Scott Owens, owner of Newton Square Co., said at Wednesday's city council meeting that he, too, believes the contractor he hired to install a road for the Newton Square Condo development should make the road right.
Members of the Newton Square Condo Association filed a lawsuit last year against Owens and his company, contending misrepresentation and negligence after the road leading into and throughout the development began to deteriorate.
Both the association and Owens said several meetings were held since 1997 to try to resolve the situation, but the efforts were for naught.
Owens said it is the responsibility of the contractor he hired, J.S. Paris of North Jackson, to repair or replace the work.
"We build condos," he told the 35 people at the meeting. "Streets are something that we do as a job-out -- we hire someone to do that for us."
Owens noted he has since added Paris as a third-party defendant to the lawsuit. Company owner Jim Paris was unavailable to comment today. A pretrial hearing on the matter is scheduled in September, while the case is expected to go to trial next year.
In the meantime, members of the condo association asked city council to consider amending the zoning ordinance so future developers and residents need not suffer the same headaches.

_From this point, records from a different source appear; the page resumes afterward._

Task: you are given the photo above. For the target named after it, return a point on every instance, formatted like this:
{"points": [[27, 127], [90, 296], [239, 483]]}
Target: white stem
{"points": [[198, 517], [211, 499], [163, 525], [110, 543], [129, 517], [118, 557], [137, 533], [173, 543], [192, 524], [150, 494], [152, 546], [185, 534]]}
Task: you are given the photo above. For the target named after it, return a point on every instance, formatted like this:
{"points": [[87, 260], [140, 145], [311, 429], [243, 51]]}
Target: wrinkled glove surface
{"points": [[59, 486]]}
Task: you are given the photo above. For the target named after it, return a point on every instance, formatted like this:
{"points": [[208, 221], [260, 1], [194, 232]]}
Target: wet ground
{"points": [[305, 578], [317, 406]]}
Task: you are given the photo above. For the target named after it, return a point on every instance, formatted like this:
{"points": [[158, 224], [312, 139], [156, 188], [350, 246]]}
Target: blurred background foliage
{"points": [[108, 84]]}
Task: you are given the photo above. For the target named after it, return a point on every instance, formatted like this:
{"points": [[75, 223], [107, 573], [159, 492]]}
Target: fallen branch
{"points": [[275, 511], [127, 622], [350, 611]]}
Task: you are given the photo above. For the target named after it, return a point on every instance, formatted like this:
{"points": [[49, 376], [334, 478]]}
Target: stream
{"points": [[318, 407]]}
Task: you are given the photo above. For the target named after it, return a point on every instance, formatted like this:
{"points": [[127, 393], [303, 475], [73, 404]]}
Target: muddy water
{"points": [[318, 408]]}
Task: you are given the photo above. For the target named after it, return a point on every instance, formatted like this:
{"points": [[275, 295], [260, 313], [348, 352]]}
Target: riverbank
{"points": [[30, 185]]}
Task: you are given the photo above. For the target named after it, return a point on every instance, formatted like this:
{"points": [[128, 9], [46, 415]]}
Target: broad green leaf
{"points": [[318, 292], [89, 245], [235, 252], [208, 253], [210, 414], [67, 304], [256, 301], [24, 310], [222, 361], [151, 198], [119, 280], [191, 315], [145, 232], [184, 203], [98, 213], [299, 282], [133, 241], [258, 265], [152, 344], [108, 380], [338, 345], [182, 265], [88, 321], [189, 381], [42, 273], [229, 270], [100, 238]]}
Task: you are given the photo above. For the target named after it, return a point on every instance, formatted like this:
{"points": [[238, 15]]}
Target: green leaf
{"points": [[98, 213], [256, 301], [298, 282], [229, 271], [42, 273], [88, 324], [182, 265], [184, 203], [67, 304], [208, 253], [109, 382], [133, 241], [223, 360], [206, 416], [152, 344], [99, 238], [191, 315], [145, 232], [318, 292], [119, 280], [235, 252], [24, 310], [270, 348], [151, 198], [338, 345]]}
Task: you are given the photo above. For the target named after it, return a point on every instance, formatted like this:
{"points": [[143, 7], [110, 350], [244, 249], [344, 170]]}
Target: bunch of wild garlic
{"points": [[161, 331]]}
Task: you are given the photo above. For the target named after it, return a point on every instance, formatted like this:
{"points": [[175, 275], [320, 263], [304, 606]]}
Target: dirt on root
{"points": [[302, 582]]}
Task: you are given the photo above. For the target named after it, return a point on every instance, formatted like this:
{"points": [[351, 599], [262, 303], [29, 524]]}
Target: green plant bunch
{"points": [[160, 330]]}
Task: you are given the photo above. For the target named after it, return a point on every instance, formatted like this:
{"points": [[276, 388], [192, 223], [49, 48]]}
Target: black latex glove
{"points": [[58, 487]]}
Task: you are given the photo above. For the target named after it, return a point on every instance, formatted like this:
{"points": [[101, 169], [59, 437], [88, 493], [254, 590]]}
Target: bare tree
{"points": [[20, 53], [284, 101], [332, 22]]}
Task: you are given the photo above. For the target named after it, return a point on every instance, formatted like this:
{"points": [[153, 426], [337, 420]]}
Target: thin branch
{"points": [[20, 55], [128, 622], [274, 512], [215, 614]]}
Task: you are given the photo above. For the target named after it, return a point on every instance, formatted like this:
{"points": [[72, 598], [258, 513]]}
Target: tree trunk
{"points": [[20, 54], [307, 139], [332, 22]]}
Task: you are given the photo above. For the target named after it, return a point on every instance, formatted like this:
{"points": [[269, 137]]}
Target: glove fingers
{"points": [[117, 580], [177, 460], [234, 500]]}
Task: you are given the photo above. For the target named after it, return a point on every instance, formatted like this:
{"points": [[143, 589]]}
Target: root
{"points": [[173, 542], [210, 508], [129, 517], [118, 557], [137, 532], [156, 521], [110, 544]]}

Former Councilman Bob Brooks, who spoke on behalf of his fellow condo residents, asked for the changes to ensure that future developers meet city requirements, even though the streets do not always fall under the city's jurisdiction.
In the case of Newton Square, the road is considered a private drive, and zoning inspectors are not required to check on the work. Instead, they and council members are required only to approve the final plans as submitted.
The changes requested include requiring the city engineer to verify the project elevations on the final drawings, considering whether the new roads exceed a specific length, and making sure developers understand they must pay the engineer's cost of inspection for all improvements.
Council President Kevin Hughes, who also sits on the planning and zoning committee for council, advised Brooks and other residents to bring their requests to that committee. He explained that the committee would need to make a recommendation to council as a whole on the matter.